The return of such prominent grazers could see the increase in carbon-fixing grasses and alter greenhouse-gas-emissions from an entire hemisphere. Other extinct keystone species include the Passenger pigeon, which spread fruit and seeds far and wide across its vast range. And the return of iconic species like the Tasmanian wolf could help protect lands that are currently under pressure from loggers and other exploitative industries.
Actual functioning populations of now-extinct animals are a long-way off, but even the journey has its potential benefits. Genetics is such a universal and fast-evolving area of research that any breakthroughs in particular projects goes on to have concrete impacts and applications in everything from medicine to agriculture. Furthermore, most of the scientists working on the de-extinction conundrum believe that research in extinct animal genomes could drastically affect how we look at and deal with conservation.

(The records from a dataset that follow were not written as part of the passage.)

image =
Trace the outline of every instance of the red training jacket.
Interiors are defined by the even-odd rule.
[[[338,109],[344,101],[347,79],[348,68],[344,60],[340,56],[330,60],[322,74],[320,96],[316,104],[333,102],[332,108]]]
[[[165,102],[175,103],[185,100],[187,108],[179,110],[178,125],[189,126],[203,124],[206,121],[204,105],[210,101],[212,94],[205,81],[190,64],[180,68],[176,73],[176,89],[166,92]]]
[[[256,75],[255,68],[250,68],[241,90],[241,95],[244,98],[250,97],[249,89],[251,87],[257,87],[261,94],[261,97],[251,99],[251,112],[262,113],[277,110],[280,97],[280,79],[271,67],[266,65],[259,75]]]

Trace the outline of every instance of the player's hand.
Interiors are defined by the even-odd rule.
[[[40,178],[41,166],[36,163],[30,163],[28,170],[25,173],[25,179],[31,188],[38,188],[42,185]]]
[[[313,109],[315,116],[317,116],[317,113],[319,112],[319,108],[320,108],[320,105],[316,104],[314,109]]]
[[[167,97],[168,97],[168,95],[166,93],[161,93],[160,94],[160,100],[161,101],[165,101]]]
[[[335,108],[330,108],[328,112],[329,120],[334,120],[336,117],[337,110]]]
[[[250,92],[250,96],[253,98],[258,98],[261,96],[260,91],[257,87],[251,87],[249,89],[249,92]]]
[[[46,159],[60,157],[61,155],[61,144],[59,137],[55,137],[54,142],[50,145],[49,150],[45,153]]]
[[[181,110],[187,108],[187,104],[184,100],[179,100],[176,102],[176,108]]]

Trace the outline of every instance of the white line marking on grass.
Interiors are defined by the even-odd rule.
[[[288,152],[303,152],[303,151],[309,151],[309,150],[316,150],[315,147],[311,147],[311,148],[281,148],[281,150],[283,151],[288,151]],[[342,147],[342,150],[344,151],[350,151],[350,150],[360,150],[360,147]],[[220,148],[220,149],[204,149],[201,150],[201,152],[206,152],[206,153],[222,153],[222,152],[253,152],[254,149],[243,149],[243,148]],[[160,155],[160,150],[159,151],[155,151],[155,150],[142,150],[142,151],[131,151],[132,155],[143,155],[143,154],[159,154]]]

Tiny populations in a doomed genetic bottleneck could have their DNA diversity restored, and genetic ‘Achilles heels’ could be cured in just a few generations. Anything we learn from extinct organisms can go on to directly impact their modern descendants. Even UCD is involved in research on getting viable genetic material from museum collections, which itself could have impacts in labs the world over. So the argument could be made that the journey is far from a ‘waste’.
Whether fought in terms of ethical, legislative, or scientific battlegrounds, the concepts surrounding de-extinction (and the arguments for and against them) have captured some of the most brilliant minds on the planet, and will likely go on to inspire many-more. And while the jury is still very much out on the matter, if someone cites Jurassic Park as a proper cautionary tale, chances are they don’t know what they’re talking about.